Gerade diese Wertedebatte erweist sich als besonders symptomatisch. Ausgangspunkt war ein doppeltes Identitätsproblem: Auf europäischer Seite stellte man sich die Frage, ob nach dem Zusammenbruch des Kommunismus und der Durchsetzung marktwirtschaftlich geprägter Wirtschaftsprinzipien nun auch die Durchsetzung politischer Prinzipien, die westlichen Demokratievorstellungen verpflichtet sind, folgen würde. Und auf asiatischer Seite lautete eine ganz ähnlich gelagerte Frage, ob nach der erfolgreichen ökonomischen Entwicklung in der Nachahmung Europas jetzt auch der Systemwandel erneut in Nachahmung Europas folgen müsse, oder ob politische Systeme entstehen würden, die sich zwar Demokratien nennen, aber typischerweise von „asiatischen Werten“ geprägt seien. Entstanden ist so ein akademisch-politischer Diskurs um „asiatische Herausforderungen“ und „asiatische Werte“, der im Westen geradezu begierig und selbstkritisch aufgegriffen wurde.

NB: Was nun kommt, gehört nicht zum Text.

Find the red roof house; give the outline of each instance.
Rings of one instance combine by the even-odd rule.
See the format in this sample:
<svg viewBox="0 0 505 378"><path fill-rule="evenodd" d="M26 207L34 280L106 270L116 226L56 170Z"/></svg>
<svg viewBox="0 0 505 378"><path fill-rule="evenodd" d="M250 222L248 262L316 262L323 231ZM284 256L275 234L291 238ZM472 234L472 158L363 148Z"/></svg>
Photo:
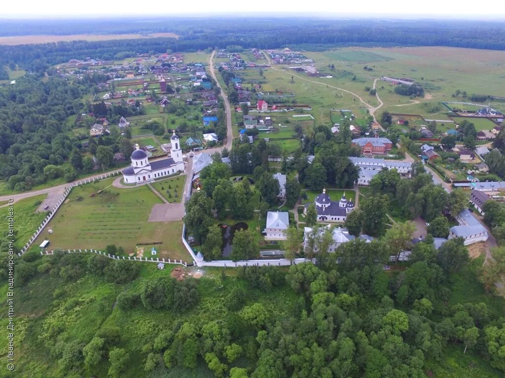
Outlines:
<svg viewBox="0 0 505 378"><path fill-rule="evenodd" d="M257 107L258 111L266 111L268 110L268 103L264 100L258 100Z"/></svg>

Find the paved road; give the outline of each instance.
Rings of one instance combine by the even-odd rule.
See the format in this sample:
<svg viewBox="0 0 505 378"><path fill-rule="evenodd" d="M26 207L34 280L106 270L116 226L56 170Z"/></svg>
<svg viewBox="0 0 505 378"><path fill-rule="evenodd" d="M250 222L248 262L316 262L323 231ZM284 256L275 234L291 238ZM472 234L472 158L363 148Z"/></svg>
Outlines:
<svg viewBox="0 0 505 378"><path fill-rule="evenodd" d="M216 77L216 73L214 72L214 55L216 54L216 50L212 51L210 57L209 58L209 72L211 73L211 76L216 82L216 85L221 89L220 95L223 98L223 101L224 102L224 108L226 112L226 143L224 147L226 147L229 150L231 149L231 145L233 142L233 131L232 129L232 124L231 123L231 107L230 106L230 101L228 100L227 97L223 88L221 88L218 81L217 78ZM221 152L223 147L217 147L216 148L211 148L205 150L205 152L209 153L214 153L214 152Z"/></svg>
<svg viewBox="0 0 505 378"><path fill-rule="evenodd" d="M319 84L320 85L322 85L322 86L324 86L325 87L328 87L329 88L332 88L334 89L337 89L339 91L341 91L342 92L345 92L346 93L348 93L349 94L352 95L355 97L356 97L357 98L358 98L360 101L361 101L361 102L365 106L367 107L367 108L368 108L368 110L369 110L369 111L370 111L370 115L372 115L372 116L373 116L373 112L375 111L377 109L378 109L379 108L380 108L381 106L382 106L382 104L381 104L378 107L374 108L371 105L370 105L368 102L367 102L366 101L365 101L365 100L364 100L363 99L363 98L362 98L360 96L359 96L359 95L357 94L356 93L354 93L352 92L351 92L350 91L348 91L347 89L344 89L343 88L339 88L339 87L335 87L335 86L334 86L333 85L330 85L329 84L327 84L326 83L321 83L321 82L316 81L315 80L310 80L309 79L307 79L307 78L304 78L303 76L299 76L299 75L297 75L296 74L294 74L294 73L293 73L292 72L289 72L289 73L288 73L288 72L286 72L285 71L283 71L283 70L279 70L278 69L275 68L274 67L274 65L272 64L272 60L270 59L270 57L268 56L268 54L267 54L266 52L265 52L264 51L263 52L263 54L267 58L267 60L268 60L268 64L270 66L271 69L272 70L273 70L274 71L277 71L278 72L281 72L281 73L282 73L286 74L287 75L291 75L292 76L295 77L295 78L298 78L298 79L301 79L302 80L305 80L305 81L309 82L310 83L314 83L315 84ZM378 98L378 96L377 98ZM379 101L380 101L380 99L379 99ZM375 119L375 117L374 117L374 119Z"/></svg>

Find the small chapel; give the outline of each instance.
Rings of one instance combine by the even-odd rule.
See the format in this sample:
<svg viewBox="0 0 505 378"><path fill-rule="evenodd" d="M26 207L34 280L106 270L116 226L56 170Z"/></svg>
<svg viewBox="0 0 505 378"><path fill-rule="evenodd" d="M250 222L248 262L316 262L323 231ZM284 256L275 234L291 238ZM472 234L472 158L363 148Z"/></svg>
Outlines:
<svg viewBox="0 0 505 378"><path fill-rule="evenodd" d="M316 197L314 205L317 211L318 222L343 223L347 219L347 214L354 209L352 199L347 200L345 192L340 201L332 201L330 196L326 194L326 189L323 189L323 193ZM307 214L309 206L309 204L305 205L305 214Z"/></svg>
<svg viewBox="0 0 505 378"><path fill-rule="evenodd" d="M182 151L179 137L175 135L175 131L170 137L170 143L172 144L170 157L152 162L148 161L147 154L136 144L135 149L131 154L131 166L123 170L125 183L141 183L183 171Z"/></svg>

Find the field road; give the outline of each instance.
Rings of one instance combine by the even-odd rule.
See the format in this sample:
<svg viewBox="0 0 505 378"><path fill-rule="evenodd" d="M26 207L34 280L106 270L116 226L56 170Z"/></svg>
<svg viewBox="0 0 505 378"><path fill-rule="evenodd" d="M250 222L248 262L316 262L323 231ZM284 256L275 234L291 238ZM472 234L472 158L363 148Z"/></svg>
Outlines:
<svg viewBox="0 0 505 378"><path fill-rule="evenodd" d="M233 131L232 130L232 123L231 123L231 109L230 106L230 102L228 100L228 98L225 95L224 92L223 91L223 88L221 87L219 85L219 83L218 82L217 79L216 78L216 74L214 72L214 55L216 53L215 50L213 51L212 54L211 55L209 59L209 62L210 65L210 73L211 76L212 76L212 78L216 81L217 85L219 87L221 90L221 96L223 97L223 100L224 102L225 109L226 111L226 143L224 145L228 150L231 149L231 145L233 142ZM209 154L213 154L214 152L220 152L221 150L223 148L223 147L217 147L216 148L210 148L205 150L205 152ZM160 159L164 159L165 157L162 157ZM157 159L153 159L153 160L156 160ZM191 163L191 165L192 165ZM122 169L117 169L115 171L112 171L112 172L117 172L118 171L121 171ZM72 182L78 182L82 181L84 179L87 179L88 178L95 178L95 177L100 177L100 176L104 174L104 173L108 172L102 172L100 173L97 173L92 176L89 176L86 177L83 177L78 180L76 180ZM40 189L36 191L32 191L31 192L27 192L24 193L17 193L16 194L8 195L6 196L0 196L0 201L8 201L9 199L12 198L14 199L14 202L19 201L20 200L23 200L25 198L29 198L30 197L33 197L35 196L38 196L41 194L49 194L54 193L63 193L65 191L65 188L69 186L72 182L68 182L64 184L61 184L60 185L56 185L54 186L51 186L50 187L46 187L44 189Z"/></svg>
<svg viewBox="0 0 505 378"><path fill-rule="evenodd" d="M216 50L214 50L212 51L212 53L211 54L210 57L209 58L209 64L210 66L209 67L209 71L211 73L211 76L212 78L214 79L216 82L216 85L218 86L220 89L221 89L221 96L223 98L223 101L224 102L224 108L226 112L226 143L225 144L223 147L217 147L216 148L211 148L205 150L205 152L207 153L212 154L214 152L219 152L221 150L223 149L224 147L226 147L228 150L231 149L231 145L233 142L233 132L232 130L232 124L231 124L231 108L230 106L230 101L228 100L228 97L225 94L224 91L223 90L223 88L221 88L221 85L219 85L219 82L218 81L217 78L216 77L216 73L214 72L214 55L216 54Z"/></svg>
<svg viewBox="0 0 505 378"><path fill-rule="evenodd" d="M298 78L298 79L301 79L302 80L305 80L305 81L308 81L308 82L309 82L310 83L314 83L314 84L319 84L320 85L323 85L325 87L328 87L329 88L332 88L334 89L337 89L339 91L342 91L342 92L345 92L345 93L348 93L349 94L352 95L355 97L356 97L357 98L358 98L360 101L361 101L361 102L365 106L367 107L367 108L368 109L369 111L370 112L370 115L372 115L374 117L374 120L375 120L375 116L374 115L373 113L374 113L374 112L375 111L375 110L376 110L377 109L378 109L379 108L380 108L381 106L382 106L382 101L380 101L380 99L379 99L379 96L377 96L377 98L379 99L379 101L381 103L380 103L380 104L379 104L379 105L378 106L377 106L377 107L374 108L371 105L370 105L368 102L367 102L366 101L365 101L365 100L364 100L360 96L359 96L358 95L356 94L356 93L355 93L354 92L351 92L350 91L348 91L347 89L344 89L343 88L339 88L338 87L335 87L335 86L333 86L333 85L330 85L329 84L327 84L325 83L321 83L321 82L315 81L315 80L310 80L307 79L307 78L304 78L302 76L299 76L296 75L296 74L294 74L294 73L293 73L292 72L287 73L287 72L286 72L285 71L283 71L282 70L279 70L278 69L275 68L274 67L273 65L272 64L272 60L270 59L270 57L268 56L268 54L267 54L266 52L265 52L264 51L263 52L263 54L265 56L265 57L266 57L267 60L268 60L268 64L270 66L270 68L272 70L273 70L274 71L277 71L278 72L281 72L281 73L284 73L284 74L288 74L288 75L290 75L292 76L294 76L294 77L295 77L295 78ZM376 79L376 80L377 80L377 79ZM375 86L375 82L374 83L374 85Z"/></svg>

Zweifelsohne ist der asiatische Kontinent in vielfältiger Weise – politisch, ökonomisch und gesellschaftlich – in Bewegung und wird damit auch zu einer wachsenden Herausforderung für den Westen. Viele dieser Entwicklungen zeichnen sich erst in Anfängen ab, andere lassen sich bereits genauer fassen. Sie sollen im Folgenden in vier zentralen Trends, in Anbetracht hochgradiger Ambivalenzen aber ebenso in sieben besonders wichtigen Risiken skizziert werden. Denn auch in Asien gilt die Binsenweisheit: Wo viel Licht, da viel Schatten.

Vier Trends

Wesentliche Entwicklungstrends einer sich ständig verändernden globalen Ordnung dokumentieren sich in Asien. Vier davon können besonders hervorgehoben werden:

Der erste Trend wird dadurch charakterisiert, dass Globalisierung Asien immer stärker erfasst. Die wachsende Öffnung asiatischer Ökonomien für globalen Handel und Wettbewerb hat nicht nur negative Konsequenzen, wie sie jüngst in der deutschen arbeitsmarktpolitischen Diskussion zum Tragen kamen, sie zeigt auch erhebliche positive Effekte: China als billiger, aber effizienter Produktionsstandort, Indien als globale Software-Schmiede, Japan als Vorreiter in Spitzentechnologien – Asien ist nicht nur Schauplatz und Objekt, sondern längst zum Motor von Globalisierungseffekten geworden.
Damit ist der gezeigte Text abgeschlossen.